A couple of general principles to remember in overdoses and toxidromes:
(1) Assess ABCs early and frequently. Patients can change.
(2) There is no such thing as too much IV access. Patients with toxic ingestions can seize, become hypotensive and do other unpredictable things. You will never be sorry that you asked for two IVs.
(3) Always call POISON CONTROL.
(4) Consider multiple ingestions.
(5) Think about general principles of overdose management, including decontamination.
(6) The patient may need additional monitoring, possibly in the intensive care unit setting. This is particularly true if the level of consciousness if depressed or if there is significant hypotension. Again, remember that patients change and a patient who does not need ICU at one moment may later on.

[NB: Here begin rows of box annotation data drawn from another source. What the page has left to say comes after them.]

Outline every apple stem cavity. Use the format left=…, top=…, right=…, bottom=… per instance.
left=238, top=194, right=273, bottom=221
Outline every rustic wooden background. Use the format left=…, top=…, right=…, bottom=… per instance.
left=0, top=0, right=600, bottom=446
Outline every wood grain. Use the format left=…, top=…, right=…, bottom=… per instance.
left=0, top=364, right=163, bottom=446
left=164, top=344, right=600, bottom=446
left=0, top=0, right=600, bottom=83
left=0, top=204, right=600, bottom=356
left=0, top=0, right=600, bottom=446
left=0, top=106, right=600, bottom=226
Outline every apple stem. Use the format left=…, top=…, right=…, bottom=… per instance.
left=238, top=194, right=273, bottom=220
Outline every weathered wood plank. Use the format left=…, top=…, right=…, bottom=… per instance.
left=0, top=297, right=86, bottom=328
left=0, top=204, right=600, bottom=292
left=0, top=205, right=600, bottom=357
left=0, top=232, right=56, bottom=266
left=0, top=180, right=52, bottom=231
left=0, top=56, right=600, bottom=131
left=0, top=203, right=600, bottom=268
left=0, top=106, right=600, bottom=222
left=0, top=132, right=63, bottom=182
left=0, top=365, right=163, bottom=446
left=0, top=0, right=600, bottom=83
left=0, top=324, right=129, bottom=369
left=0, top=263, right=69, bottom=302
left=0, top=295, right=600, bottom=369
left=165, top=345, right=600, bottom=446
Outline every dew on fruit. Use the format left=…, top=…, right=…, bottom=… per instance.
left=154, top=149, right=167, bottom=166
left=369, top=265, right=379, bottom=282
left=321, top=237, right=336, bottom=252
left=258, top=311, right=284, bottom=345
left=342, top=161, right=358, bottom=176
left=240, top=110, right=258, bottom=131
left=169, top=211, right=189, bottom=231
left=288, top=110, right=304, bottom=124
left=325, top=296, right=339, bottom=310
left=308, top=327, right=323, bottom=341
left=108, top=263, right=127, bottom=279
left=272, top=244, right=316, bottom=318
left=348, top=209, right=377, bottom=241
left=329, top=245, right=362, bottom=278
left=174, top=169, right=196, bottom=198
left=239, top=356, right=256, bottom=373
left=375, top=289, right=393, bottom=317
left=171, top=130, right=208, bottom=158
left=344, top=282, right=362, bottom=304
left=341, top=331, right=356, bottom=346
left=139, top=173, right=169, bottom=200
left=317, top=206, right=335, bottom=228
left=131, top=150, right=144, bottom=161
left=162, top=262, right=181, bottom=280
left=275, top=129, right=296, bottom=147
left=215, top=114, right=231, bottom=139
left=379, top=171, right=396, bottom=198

Salicylate toxicity comes in two forms:
(1) Acute overdoses - often intentional, with self-harm of suicidal intent.
(2) Chronic overdoses - from regular high dose ASA use.
The presentation can be variable and non-specific, although there are some cardinal features.
- Tachycardia, hyperventilation, fever
- Altered level of consciousness - related to direct toxicity, hypoglycemia, cerebral edema.
- Nausea, vomiting
- Platelet dysfunction
- Pulmonary edema (especially with chronic toxicity, more common in the elderly)
- Tinnitus (especially with chronic toxicity)
**The combination of an anion gap metabolic acidosis and a primary respiratory alkalosis (beyond compensation for the metabolic acidosis) should trigger the diagnosis of salicylate toxicity**
Specific Management Guidelines
(1) Alkalanize the urine. This is done by running a sodium bicarbonate infusion, targeting a urine pH of 7.5-8.5. In general, start the infusion at 150-200mL/hr and increase according to your urine pH.
(2) Potassium replacement. For any patient with urine output and a serum potassium <5, consider replacement. Similarly to patients with diabetic ketoacidosis, the total body potassium may be low despite a normal measured serum potassium because of intracellular shift related to acidosis. With alkalanization, you may see a precipitous drop in the serum K.
(3) Nephrology consultation +/- hemodialysis - Consider in patients with severe toxicity, acute renal failure, pulmonary edema. If you are not sure, involve nephrology.
(4) Consider ICU consultation. Consider endotracheal intubation if necessary from the perspective of airway protection. However, mechanical ventilation may not be as effective as the patient's own respiratory drive in correcting their metabolic acidosis.